A red flag should have gone up at this point. When the word ‘Economic’ was dropped from the EEC, I should have realised that our agreement wasn’t about economics any more.
Then, the ‘C’ changed to a ‘U’ and we became the ‘EU’. Our ‘community’ became a ‘union’. At least a community still had a marketplace feel to it. By becoming a union, there was something a bit more strongarm about it. Then it hit me. The ‘EU’ was a legal construct. But I wasn’t in a position to do anything about it. I had a degree to finish and blogs hadn’t been invented.
Around this time, other countries started to sign up. And they were allowed in pretty easily.
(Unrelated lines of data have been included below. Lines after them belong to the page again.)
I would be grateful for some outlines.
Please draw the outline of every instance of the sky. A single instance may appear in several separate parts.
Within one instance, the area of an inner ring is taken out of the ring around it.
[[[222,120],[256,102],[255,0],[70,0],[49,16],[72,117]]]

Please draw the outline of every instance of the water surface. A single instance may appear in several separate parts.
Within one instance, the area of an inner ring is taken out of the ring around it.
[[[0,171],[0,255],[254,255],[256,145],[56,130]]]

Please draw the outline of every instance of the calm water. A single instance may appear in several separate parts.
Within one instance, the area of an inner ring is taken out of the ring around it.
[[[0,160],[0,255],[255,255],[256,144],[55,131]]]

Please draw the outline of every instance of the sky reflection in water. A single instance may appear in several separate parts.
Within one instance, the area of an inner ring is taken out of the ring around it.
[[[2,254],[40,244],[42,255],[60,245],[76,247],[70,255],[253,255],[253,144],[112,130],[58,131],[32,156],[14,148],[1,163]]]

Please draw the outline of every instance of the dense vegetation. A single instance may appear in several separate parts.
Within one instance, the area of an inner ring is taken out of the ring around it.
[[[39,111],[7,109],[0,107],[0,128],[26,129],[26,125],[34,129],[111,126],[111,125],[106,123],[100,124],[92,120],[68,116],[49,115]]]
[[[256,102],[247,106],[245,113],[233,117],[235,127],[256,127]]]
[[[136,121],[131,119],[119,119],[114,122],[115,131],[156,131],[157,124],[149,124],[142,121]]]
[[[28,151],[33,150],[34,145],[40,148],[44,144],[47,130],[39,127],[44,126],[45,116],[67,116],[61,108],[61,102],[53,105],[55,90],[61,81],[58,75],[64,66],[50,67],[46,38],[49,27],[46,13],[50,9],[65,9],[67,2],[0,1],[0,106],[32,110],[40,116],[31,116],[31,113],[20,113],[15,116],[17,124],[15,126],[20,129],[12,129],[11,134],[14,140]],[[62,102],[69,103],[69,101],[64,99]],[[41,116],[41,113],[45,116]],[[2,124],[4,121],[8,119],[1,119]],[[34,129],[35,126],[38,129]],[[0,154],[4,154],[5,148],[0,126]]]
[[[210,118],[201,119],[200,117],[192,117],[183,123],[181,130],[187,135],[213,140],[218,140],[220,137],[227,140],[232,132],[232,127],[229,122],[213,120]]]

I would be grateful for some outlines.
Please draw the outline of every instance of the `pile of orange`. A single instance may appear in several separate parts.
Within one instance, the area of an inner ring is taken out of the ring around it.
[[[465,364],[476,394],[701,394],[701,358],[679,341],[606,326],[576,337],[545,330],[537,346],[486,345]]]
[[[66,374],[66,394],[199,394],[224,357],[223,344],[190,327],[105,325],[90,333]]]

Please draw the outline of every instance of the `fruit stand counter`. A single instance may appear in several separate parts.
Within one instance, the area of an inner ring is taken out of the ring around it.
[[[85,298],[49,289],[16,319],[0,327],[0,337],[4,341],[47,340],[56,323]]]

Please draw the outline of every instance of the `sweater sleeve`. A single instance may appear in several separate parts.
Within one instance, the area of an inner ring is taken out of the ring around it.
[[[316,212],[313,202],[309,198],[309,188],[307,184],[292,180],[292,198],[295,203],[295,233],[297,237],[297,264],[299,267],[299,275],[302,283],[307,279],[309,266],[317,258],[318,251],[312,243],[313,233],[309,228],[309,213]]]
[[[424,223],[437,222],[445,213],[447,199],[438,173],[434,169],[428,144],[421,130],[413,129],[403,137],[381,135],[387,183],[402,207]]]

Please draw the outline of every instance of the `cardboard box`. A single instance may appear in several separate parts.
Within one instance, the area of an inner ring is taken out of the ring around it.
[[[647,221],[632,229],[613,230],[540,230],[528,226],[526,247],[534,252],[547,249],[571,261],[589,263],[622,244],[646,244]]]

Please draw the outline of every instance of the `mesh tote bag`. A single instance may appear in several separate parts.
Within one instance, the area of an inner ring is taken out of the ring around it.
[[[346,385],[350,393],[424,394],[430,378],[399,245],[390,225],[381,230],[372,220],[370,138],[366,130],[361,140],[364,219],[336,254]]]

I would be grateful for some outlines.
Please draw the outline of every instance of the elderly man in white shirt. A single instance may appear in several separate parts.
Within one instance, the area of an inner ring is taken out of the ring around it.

But the deed had been done. The EEC – a trading agreement – had become the EU – a sort of government over the member states. This is not what we signed up for. Was it written in the small print of our original membership agreement that the EEC reserved the right to completely change its purpose and form an overarching government at some point in the future?
At this time of writing, the supreme law in this land is EU law – not our own. That doesn’t sound like a trading agreement to me. That sounds like the beginnings of a dictatorship.
No wonder all those late-joiners were able to join so easily! I’m sure Brussels was thrilled to have a wider locus of control.
Bottom line? We signed up to a trading bloc. It has become a government. That’s something completely different. We need to have a debate, a referendum, anything. Too great a change has been effected without consulting the people as to their wishes.